A regular SVD decomposition of matrix $X\in\mathbb{R}^{n\times m}$ is $$ X = UDV^\top, \qquad U\in\mathbb{R}^{n\times r},\ D\in\mathbb{R}^{r\times r},V \in\mathbb{R}^{m\times r},$$ where $U$ and $V$ consist of orthonormal colomns, i.e., $U^\top U = V^\top V = I_r$.
Now, I want a slightly modified SVD, where everything remains the same except that $U$ satisfies a generalized orthonormal condition, $$ U^\top G U = I, \qquad G\in\mathbb{R}^{n\times n}. $$ A direct solution can be first doing a Cholesky decomposition $G = R^\top R$, then computing $\tilde{U}^\top D V^\top$ from a regular SVD of $RX$, and at last, transforming $\tilde{U}$ back to $U$ by left-multiplying $R^{-1}$.

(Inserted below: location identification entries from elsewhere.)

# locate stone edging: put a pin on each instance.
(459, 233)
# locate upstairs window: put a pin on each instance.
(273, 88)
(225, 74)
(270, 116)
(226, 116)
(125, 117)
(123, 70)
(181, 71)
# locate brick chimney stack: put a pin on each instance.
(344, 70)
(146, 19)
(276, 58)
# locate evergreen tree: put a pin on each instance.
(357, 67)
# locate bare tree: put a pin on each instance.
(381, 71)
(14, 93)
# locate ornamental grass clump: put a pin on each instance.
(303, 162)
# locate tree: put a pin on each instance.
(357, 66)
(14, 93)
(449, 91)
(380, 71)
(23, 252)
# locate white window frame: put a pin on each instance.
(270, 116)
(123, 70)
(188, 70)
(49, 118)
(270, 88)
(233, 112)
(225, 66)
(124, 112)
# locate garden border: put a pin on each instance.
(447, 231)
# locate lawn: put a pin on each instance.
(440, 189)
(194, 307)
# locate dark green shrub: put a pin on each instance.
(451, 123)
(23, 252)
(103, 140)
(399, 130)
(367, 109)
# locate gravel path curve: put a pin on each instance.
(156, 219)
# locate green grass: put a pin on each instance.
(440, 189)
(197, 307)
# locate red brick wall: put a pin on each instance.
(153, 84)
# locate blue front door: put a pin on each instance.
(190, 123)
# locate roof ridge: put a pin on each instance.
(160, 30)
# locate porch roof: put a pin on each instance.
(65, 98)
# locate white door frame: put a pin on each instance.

However, the number $n$ can be large, in which case the inverse of $R$ would be of $O(n^3)$ complexity, far more costly than the $O(mn\min(m,n))$ complexity of a regular SVD. I would like to know if there is a way to compute more efficiently?
As $XV=UD$ and $U^TGX=DV^T\iff X^TGU=VD$, you get to solve the eigenvalue problem $$ \pmatrix{0&X\\X^TG&0}\pmatrix{u\\v}=\pm\sigma\pmatrix{u\\v} $$ One would have to check if the first step of a transformation into hessenberg form still produces a tri-diagonal matrix like in the Kahan-Golub algorithm for $G=I$.